自分が勤めている会社、または転職や投資を考えている企業の経営状態が安定しているのかどうか気になったことはありませんか?
今回は、
- 会社の安定性となる指標を知りたい
- 自己資本比率の計算方法はどうやるの?
- とにかく数値だけ知りたいから自動計算したい
- 比率から何が分かるの?
とお考えの方向けに、会社経営の安定性を表す指標の1つとして使われる「自己資本比率」の解説と計算方法をわかりやすくご紹介します。
ページ下部では自動計算フォームも載せていますので会社のB/S(貸借対照表)が手元にあったら入力して簡単にチェックできます。
目次
自己資本比率とは?
自己資本比率とは総資本に対する自己資本の割合。これは会社が持っている返済義務のないお金の割合のことで、財務諸表のB/S(貸借対照表)の中で“純資産の部”にあたります。
B/S(貸借対照表)から確認できる
上図のようにBS右側の負債の部=「他人資本」、純資産の部=「自己資本」と考えます。
他人資本は負債、つまり簡単に言えば借金のことで自己のお金ではないので他人資本となります。反対に自己資本とは、資本金や利益を積み重ねてきた利益剰余金などの会社のお金にあたる部分のこと。
この2つの合計が「総資本」(=資産額)。総資本に占める純資産(自己資本)の割合で自己資本比率を求められます。
BS(貸借対照表)の見方については簿記初心者の方向けの記事でわかりやすく解説しています。
【関連記事】【BS?PLとは?簿記の基本】財務諸表の見方・読み方の初心者向け解説
【BS?PLとは?簿記の基本】財務諸表の見方・読み方の初心者向け解説
財務基盤の安定性がわかる
自己資本比率の数字によってその企業の財務基盤の安定・安全性を確認できる指標の1つとして使われます。

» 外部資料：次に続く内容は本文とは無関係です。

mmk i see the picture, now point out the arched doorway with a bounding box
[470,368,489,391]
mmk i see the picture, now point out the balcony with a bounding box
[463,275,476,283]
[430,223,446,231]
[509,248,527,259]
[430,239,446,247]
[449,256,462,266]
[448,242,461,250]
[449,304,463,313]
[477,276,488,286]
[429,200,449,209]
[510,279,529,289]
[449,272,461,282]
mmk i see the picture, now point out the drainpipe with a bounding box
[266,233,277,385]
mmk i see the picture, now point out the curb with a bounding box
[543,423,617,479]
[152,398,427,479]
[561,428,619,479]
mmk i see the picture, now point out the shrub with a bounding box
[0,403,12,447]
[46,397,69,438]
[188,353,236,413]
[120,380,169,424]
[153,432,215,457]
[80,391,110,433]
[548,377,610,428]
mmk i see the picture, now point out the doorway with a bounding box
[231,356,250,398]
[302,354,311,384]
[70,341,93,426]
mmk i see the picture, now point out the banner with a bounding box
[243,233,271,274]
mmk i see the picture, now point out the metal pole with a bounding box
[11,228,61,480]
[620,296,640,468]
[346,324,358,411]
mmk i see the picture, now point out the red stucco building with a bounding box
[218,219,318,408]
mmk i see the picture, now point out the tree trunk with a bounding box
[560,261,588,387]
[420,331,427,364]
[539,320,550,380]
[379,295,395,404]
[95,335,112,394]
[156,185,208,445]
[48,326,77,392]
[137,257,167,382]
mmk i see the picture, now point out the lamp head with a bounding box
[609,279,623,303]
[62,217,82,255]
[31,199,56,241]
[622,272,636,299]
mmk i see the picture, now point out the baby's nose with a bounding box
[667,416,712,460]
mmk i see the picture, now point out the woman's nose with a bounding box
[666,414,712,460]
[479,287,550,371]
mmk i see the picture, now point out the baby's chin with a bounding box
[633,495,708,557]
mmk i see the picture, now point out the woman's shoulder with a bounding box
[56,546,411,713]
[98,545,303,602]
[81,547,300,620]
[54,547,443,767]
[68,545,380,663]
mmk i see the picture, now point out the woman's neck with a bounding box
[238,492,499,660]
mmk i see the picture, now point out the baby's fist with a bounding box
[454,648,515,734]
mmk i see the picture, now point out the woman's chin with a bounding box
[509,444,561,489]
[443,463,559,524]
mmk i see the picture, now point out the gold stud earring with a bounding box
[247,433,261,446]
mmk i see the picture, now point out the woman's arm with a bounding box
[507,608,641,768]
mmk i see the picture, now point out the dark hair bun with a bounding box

例えば自己資本比率がしばらく低い状態が続いている場合、支払いや借入金などの負債が大きくなっていることが考えられ会社の資金繰りが厳しい状況に陥っている可能性があります。
負債が多いとお金を借りる銀行や客先からの信用問題にもなり経営が安全とは言えないため、このような企業には注意が必要です。
反対に自己資本比率が高い場合、返済義務がない自己のお金を確保できている状態なので財務的に安定・安全=倒産しにくい企業であることが考えらます。
自己資本比率はおおよそ30%~50%の水準にあれば一般的に安定していると言え、50%を超えてくると高水準で理想的な財務状態となります。逆に20%辺りを下回ってくると低水準と考えられ、財務的な改善を行う必要性があると判断できます。
これらの数字は特に中小企業で見られる平均値。業種や会社規模によって異なるので、あくまで目安として参考にするのが良いと思います。
自己資本比率の計算方法
これらの説明から自己資本比率は下記の計算式で求められます。自動計算フォームへ入力すれば簡単に計算可能なので手元のBSで試してみて下さい。
自己資本比率の目安
日本の法人のうち9割を占めている中小企業ですが、その業種によって指標となる参考値は異なります。下記の自己資本比率は中小企業庁が実施した平成30年度(2019年)の実績調査の統計データです。各業種別にまとめてありますので参考までに。
(%)
建設業 | 43.23 |
製造業 | 44.65 |
情報通信業 | 54.25 |
運輸業、郵便業 | 35.46 |
卸売業 | 41.03 |
小売業 | 30.99 |
不動産業、物品賃借業 | 39.94 |
学術研究、専門技術サービス業 | 49.72 |
宿泊業、飲食サービス業 | 15.21 |
生活関連サービス業、娯楽業 | 33.42 |
サービス業(他に分類されないもの) | 33.42 |
中小企業全体 | 40.92 |
参考:中小企業庁
まとめ
会社員の方は勤め先や転職先、自営の方は自分の会社の自己資本比率を確認し、財務状態の見極め・将来へのアクションに役立ててみてはいかがでしょうか。以下まとめです。
- 自己資本比率とは総資本に占める自己資本(純資産)の割合のこと。
- B/S(貸借対照表)から確認可能。
- 会社の財務基盤の安全性を確認する指標として使われ、30~50%が安全圏の目安。
- 計算方法は、自己資本(純資産)÷総資本(他人資本+自己資本)×100で表す。
- 業種や会社の規模により参考値は異なる。
その他にも株などへ投資する際の判断材料などにもなるので、興味がある会社の財務諸表から計算して比較するのも面白いですよ!